ChatNVD: Advancing Cybersecurity Vulnerability Assessment with Large Language Models
Shivansh Chopra, Hussain Ahmad, Diksha Goel, Claudia Szabo
TL;DR
ChatNVD presents an LLM-driven vulnerability assessment tool that leverages NVD data to generate contextual, accessible vulnerability analyses. The study compares GPT-4o Mini, LLaMA 3, and Gemini 1.5 Pro using a TF-IDF embedding pipeline and an evaluation on CVE-based queries, finding GPT-4o Mini achieves the highest accuracy with strong robustness across input sizes and question types ($>0.92$). The work demonstrates practical deployment through a FastAPI–AWS–React stack and provides a framework for domain-specific evaluation and prompt design in cybersecurity tasks. It also discusses reliability, cost, and scalability considerations essential for real-world adoption and future research directions in vulnerability assessment using LLMs.
Abstract
The increasing frequency and sophistication of cybersecurity vulnerabilities in software systems underscores the need for more robust and effective vulnerability assessment methods.
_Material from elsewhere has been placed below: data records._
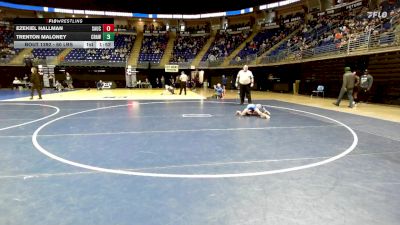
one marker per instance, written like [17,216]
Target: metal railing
[247,60]
[92,63]
[356,44]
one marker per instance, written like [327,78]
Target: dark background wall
[384,67]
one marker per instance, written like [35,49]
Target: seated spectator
[219,91]
[58,86]
[17,83]
[99,85]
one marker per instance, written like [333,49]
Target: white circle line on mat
[193,176]
[33,121]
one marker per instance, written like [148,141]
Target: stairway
[196,61]
[19,59]
[239,48]
[135,51]
[169,49]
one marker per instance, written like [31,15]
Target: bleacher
[153,48]
[121,51]
[42,53]
[224,45]
[187,47]
[7,50]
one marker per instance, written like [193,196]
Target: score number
[108,32]
[108,27]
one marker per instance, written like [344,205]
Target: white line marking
[163,175]
[196,115]
[39,175]
[33,121]
[170,131]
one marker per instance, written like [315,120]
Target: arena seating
[42,53]
[187,47]
[123,44]
[224,45]
[153,48]
[7,50]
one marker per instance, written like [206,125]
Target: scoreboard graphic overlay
[64,33]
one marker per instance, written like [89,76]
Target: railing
[183,65]
[92,63]
[248,60]
[213,63]
[356,44]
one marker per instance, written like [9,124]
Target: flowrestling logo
[376,14]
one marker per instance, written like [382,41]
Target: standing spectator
[347,87]
[355,90]
[16,83]
[157,83]
[183,78]
[99,85]
[58,86]
[245,81]
[224,80]
[219,91]
[69,81]
[366,81]
[162,82]
[36,83]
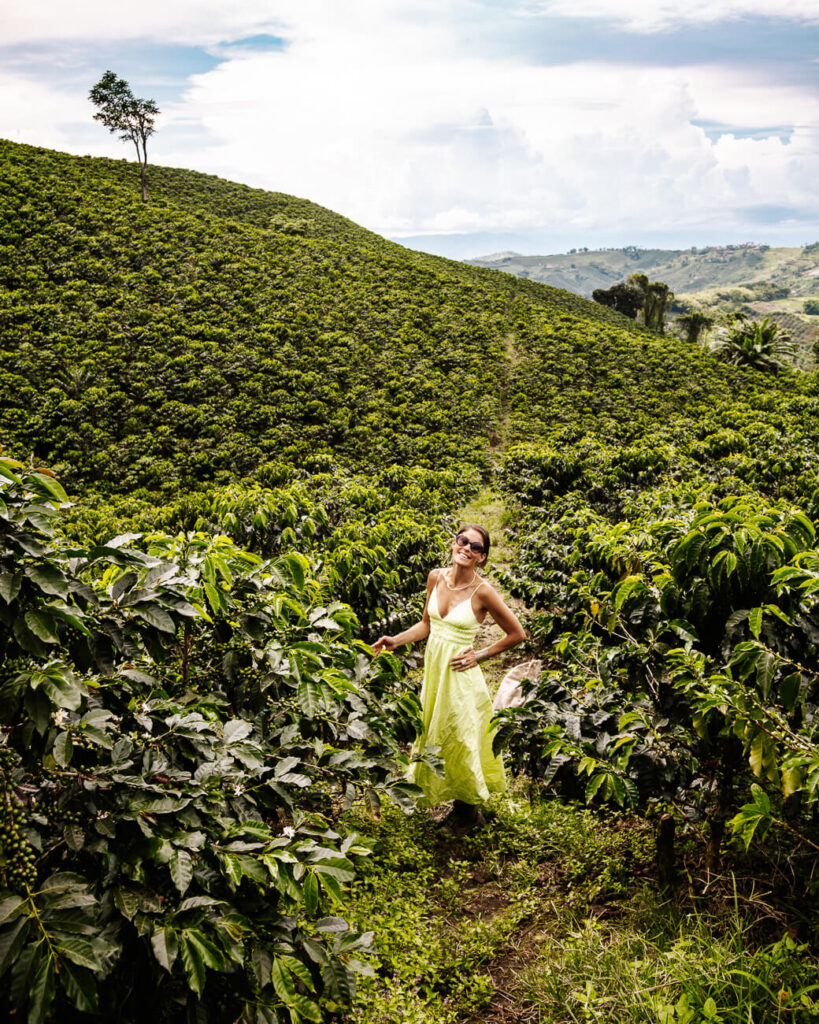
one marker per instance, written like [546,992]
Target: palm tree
[752,343]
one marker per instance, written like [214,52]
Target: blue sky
[458,126]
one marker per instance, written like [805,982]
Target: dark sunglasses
[462,542]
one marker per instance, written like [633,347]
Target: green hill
[219,328]
[269,421]
[685,270]
[755,279]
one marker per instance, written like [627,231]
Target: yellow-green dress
[456,713]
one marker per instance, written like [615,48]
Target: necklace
[466,585]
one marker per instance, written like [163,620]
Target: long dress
[456,713]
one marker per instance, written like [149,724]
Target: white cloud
[657,15]
[388,113]
[35,113]
[407,132]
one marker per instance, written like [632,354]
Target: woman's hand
[464,662]
[385,643]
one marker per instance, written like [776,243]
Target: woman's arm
[418,632]
[503,616]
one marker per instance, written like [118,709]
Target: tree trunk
[730,758]
[666,869]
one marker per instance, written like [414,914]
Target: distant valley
[758,279]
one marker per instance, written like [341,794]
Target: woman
[456,702]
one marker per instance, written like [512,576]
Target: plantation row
[673,582]
[267,420]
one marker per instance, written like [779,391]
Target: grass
[550,914]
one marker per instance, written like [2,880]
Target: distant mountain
[756,279]
[685,270]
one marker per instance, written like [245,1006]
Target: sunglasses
[462,542]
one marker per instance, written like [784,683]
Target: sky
[461,127]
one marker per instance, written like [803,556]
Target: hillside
[687,271]
[169,345]
[758,280]
[268,422]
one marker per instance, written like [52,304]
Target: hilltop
[756,279]
[269,422]
[219,328]
[687,271]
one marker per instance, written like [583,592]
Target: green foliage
[752,343]
[177,716]
[679,642]
[674,971]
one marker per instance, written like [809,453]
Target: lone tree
[694,324]
[753,343]
[635,294]
[624,297]
[121,112]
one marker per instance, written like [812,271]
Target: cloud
[190,22]
[406,131]
[397,116]
[659,15]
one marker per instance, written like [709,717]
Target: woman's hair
[484,534]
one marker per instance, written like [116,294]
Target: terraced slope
[163,347]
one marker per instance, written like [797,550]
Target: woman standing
[456,704]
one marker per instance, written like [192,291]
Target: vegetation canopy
[238,432]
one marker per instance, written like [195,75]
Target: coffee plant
[178,718]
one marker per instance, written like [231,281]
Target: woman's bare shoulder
[488,595]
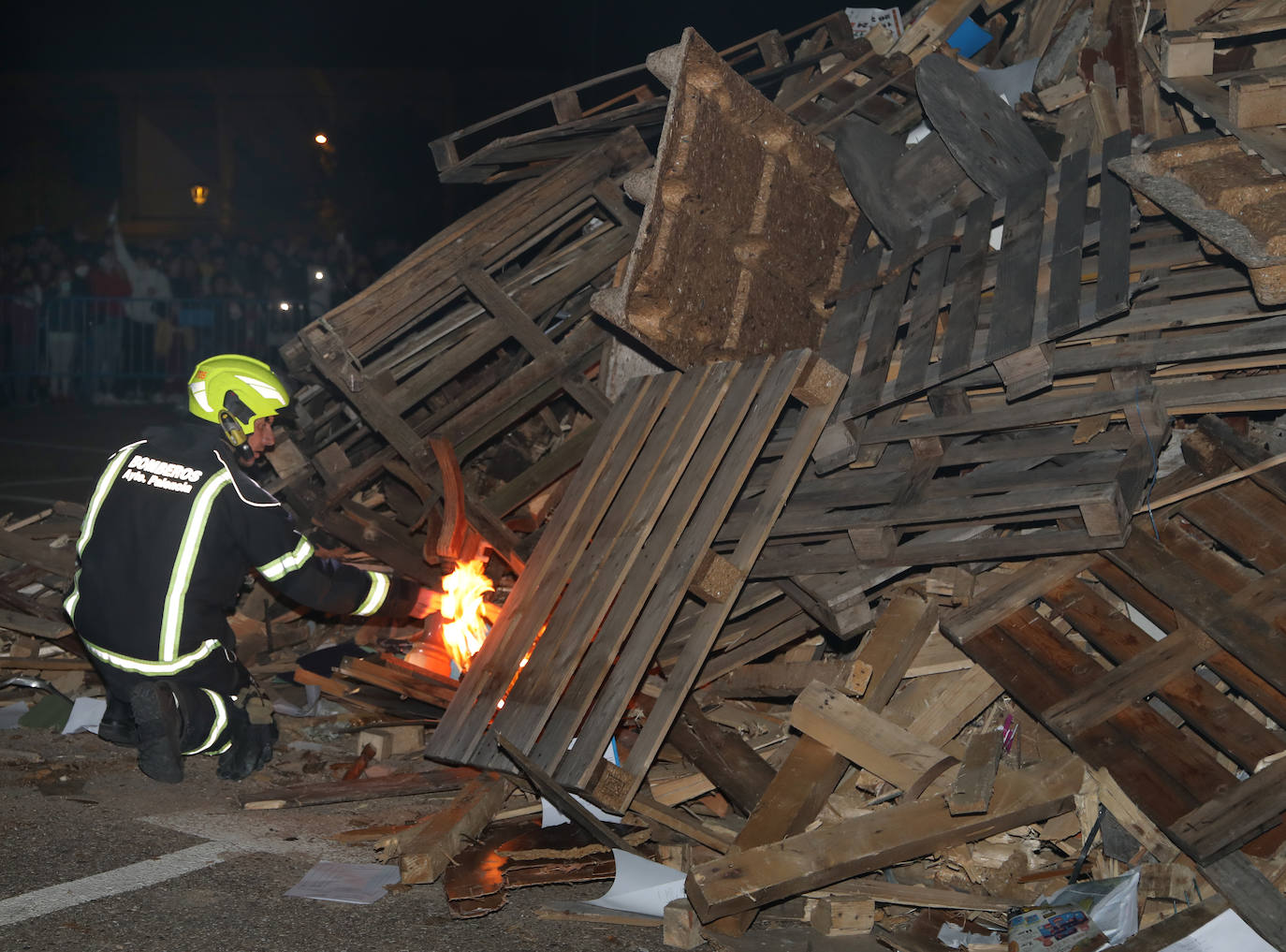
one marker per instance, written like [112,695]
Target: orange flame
[464,612]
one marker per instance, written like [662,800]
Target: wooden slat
[718,464]
[967,288]
[880,746]
[881,330]
[1238,631]
[686,670]
[538,587]
[918,346]
[1220,827]
[1114,246]
[1130,682]
[1016,271]
[612,550]
[1033,684]
[1069,227]
[840,851]
[1211,714]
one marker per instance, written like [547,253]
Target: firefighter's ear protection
[236,436]
[233,430]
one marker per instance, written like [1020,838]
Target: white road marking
[124,879]
[234,835]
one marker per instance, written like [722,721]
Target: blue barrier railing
[110,349]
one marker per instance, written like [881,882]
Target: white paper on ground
[640,886]
[1013,81]
[863,20]
[86,714]
[953,935]
[1224,933]
[10,713]
[353,883]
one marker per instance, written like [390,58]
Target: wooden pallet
[611,570]
[1024,483]
[1141,690]
[746,224]
[476,330]
[817,74]
[1226,196]
[1001,309]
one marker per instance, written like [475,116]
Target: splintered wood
[862,618]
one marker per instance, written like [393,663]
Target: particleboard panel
[746,227]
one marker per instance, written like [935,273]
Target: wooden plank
[967,288]
[865,738]
[1130,682]
[1216,717]
[1242,453]
[1016,269]
[1114,244]
[898,636]
[1249,892]
[972,791]
[955,705]
[1220,827]
[1237,629]
[881,330]
[350,791]
[1023,587]
[803,784]
[1069,227]
[612,550]
[918,346]
[1176,760]
[1034,684]
[632,632]
[728,480]
[425,851]
[538,588]
[521,326]
[729,762]
[680,822]
[886,836]
[564,801]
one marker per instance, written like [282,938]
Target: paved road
[113,861]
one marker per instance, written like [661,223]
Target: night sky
[577,37]
[497,55]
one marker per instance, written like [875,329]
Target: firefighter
[170,533]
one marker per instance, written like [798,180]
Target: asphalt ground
[110,859]
[95,856]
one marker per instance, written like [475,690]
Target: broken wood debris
[924,388]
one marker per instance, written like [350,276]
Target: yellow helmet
[234,391]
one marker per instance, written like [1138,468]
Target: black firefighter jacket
[168,535]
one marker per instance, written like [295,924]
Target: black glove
[254,732]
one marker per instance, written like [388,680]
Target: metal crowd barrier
[123,349]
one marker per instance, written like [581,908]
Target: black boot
[160,725]
[252,731]
[117,725]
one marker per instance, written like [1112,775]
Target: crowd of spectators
[113,319]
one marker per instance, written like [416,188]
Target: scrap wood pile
[881,594]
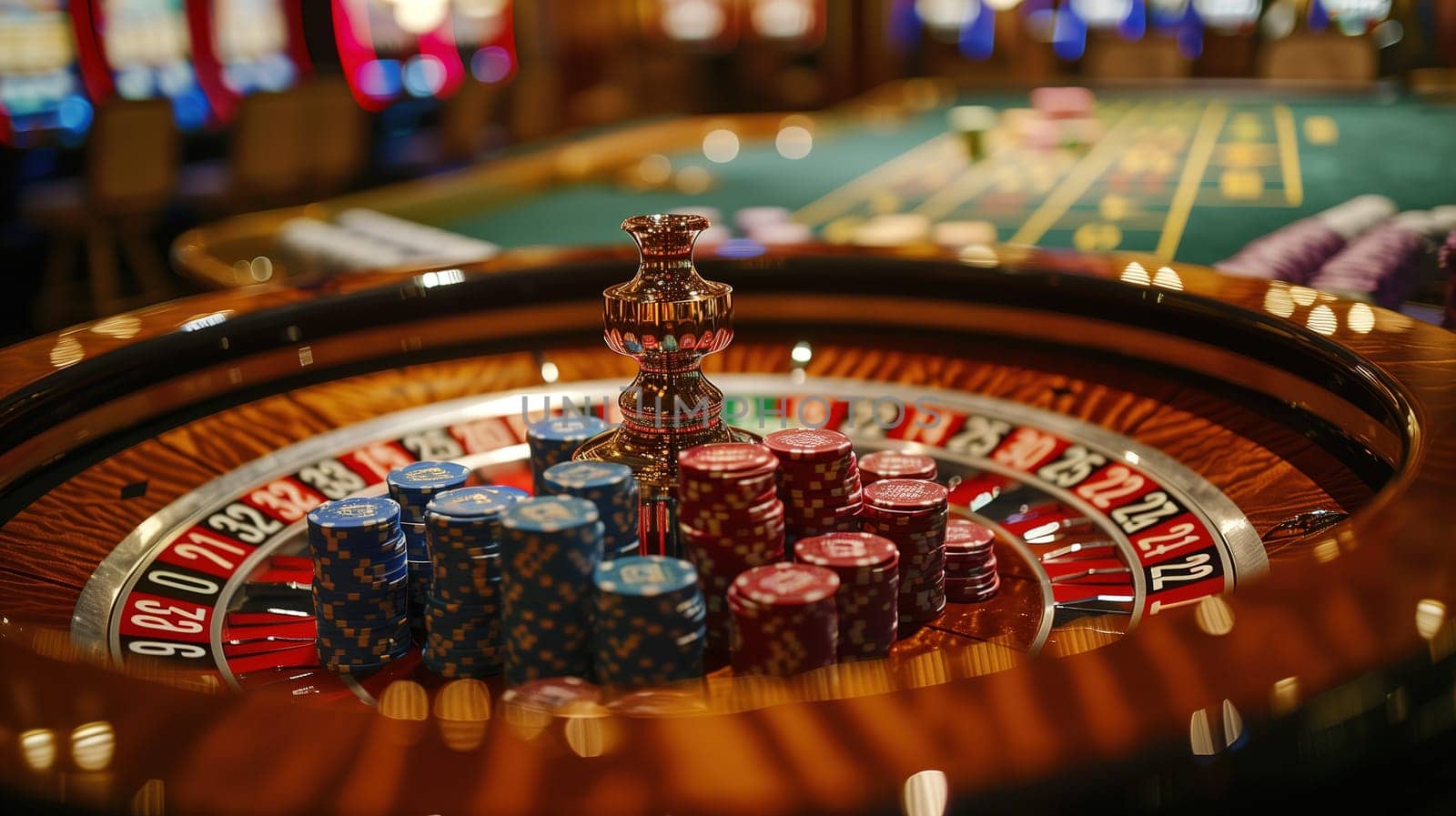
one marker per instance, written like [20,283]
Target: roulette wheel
[1219,509]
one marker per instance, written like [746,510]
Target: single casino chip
[783,585]
[415,483]
[553,696]
[725,460]
[906,495]
[895,464]
[650,621]
[357,514]
[587,475]
[808,444]
[577,428]
[846,550]
[967,536]
[613,489]
[473,502]
[645,575]
[550,514]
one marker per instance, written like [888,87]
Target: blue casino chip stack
[613,489]
[360,583]
[463,607]
[551,547]
[555,439]
[412,486]
[650,621]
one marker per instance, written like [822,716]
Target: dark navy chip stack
[650,621]
[360,583]
[551,547]
[613,489]
[412,486]
[555,439]
[463,609]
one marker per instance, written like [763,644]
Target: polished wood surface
[1358,609]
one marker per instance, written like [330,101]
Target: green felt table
[1188,176]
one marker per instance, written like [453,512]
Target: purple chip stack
[1295,252]
[1448,261]
[1289,254]
[1380,265]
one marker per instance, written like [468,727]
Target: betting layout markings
[999,167]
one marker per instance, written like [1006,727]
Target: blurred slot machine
[1229,36]
[784,53]
[244,46]
[1334,41]
[976,39]
[686,55]
[41,95]
[705,26]
[485,34]
[1128,39]
[411,50]
[140,50]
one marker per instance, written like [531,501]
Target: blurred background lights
[94,745]
[794,141]
[925,793]
[38,750]
[721,146]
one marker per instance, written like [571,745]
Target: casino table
[1191,174]
[1220,511]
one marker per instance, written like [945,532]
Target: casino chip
[650,621]
[555,439]
[895,464]
[819,480]
[613,489]
[360,583]
[914,514]
[551,547]
[868,598]
[1298,250]
[970,561]
[730,519]
[463,604]
[531,706]
[1448,264]
[1382,265]
[412,486]
[785,620]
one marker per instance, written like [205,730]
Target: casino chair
[268,157]
[337,137]
[130,179]
[1320,58]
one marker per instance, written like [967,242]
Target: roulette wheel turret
[667,318]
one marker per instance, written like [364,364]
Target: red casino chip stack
[819,480]
[895,464]
[970,561]
[785,620]
[914,512]
[730,519]
[868,598]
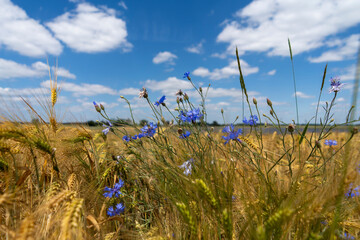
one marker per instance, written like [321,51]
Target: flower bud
[255,101]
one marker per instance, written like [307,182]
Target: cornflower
[185,135]
[335,84]
[190,116]
[187,165]
[252,120]
[231,134]
[126,138]
[143,93]
[148,130]
[353,192]
[330,142]
[110,192]
[187,75]
[107,129]
[119,208]
[179,93]
[161,101]
[97,108]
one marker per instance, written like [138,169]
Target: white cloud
[123,5]
[168,86]
[22,91]
[348,73]
[347,49]
[302,95]
[219,55]
[164,57]
[195,48]
[265,25]
[129,91]
[90,29]
[10,69]
[225,72]
[83,89]
[24,35]
[272,72]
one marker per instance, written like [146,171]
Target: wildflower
[161,101]
[231,133]
[187,75]
[126,138]
[119,208]
[143,93]
[148,130]
[353,192]
[110,192]
[187,166]
[107,129]
[335,84]
[185,135]
[97,108]
[190,116]
[252,120]
[179,93]
[348,236]
[330,142]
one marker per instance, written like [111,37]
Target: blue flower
[110,192]
[348,236]
[190,116]
[148,130]
[335,84]
[161,101]
[252,120]
[187,166]
[97,108]
[185,135]
[119,208]
[231,133]
[126,138]
[107,129]
[353,192]
[330,142]
[187,75]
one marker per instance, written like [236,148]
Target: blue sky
[106,49]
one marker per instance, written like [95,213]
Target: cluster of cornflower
[252,120]
[335,84]
[187,166]
[331,142]
[161,101]
[146,131]
[115,192]
[190,116]
[353,192]
[231,133]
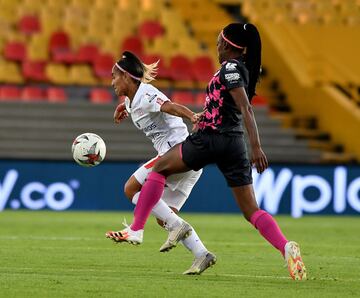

However, existing approaches often rely on highly technical and abstract frameworks, which hinder understanding and increase the likelihood of exploitation, resulting in severe cyberattacks. In this paper, we introduce ChatNVD, a support tool powered by Large Language Models (LLMs) that leverages the National Vulnerability Database (NVD) to generate accessible, context-rich summaries of software vulnerabilities. We develop three variants of ChatNVD, utilizing three prominent LLMs: GPT-4o Mini by OpenAI, LLaMA 3 by Meta, and Gemini 1.5 Pro by Google. To evaluate their performance, we conduct a comparative evaluation focused on their ability to identify, interpret, and explain software vulnerabilities. Our results demonstrate that GPT-4o Mini outperforms the other models, achieving over 92% accuracy and the lowest error rates, making it the most reliable option for real-world vulnerability assessment.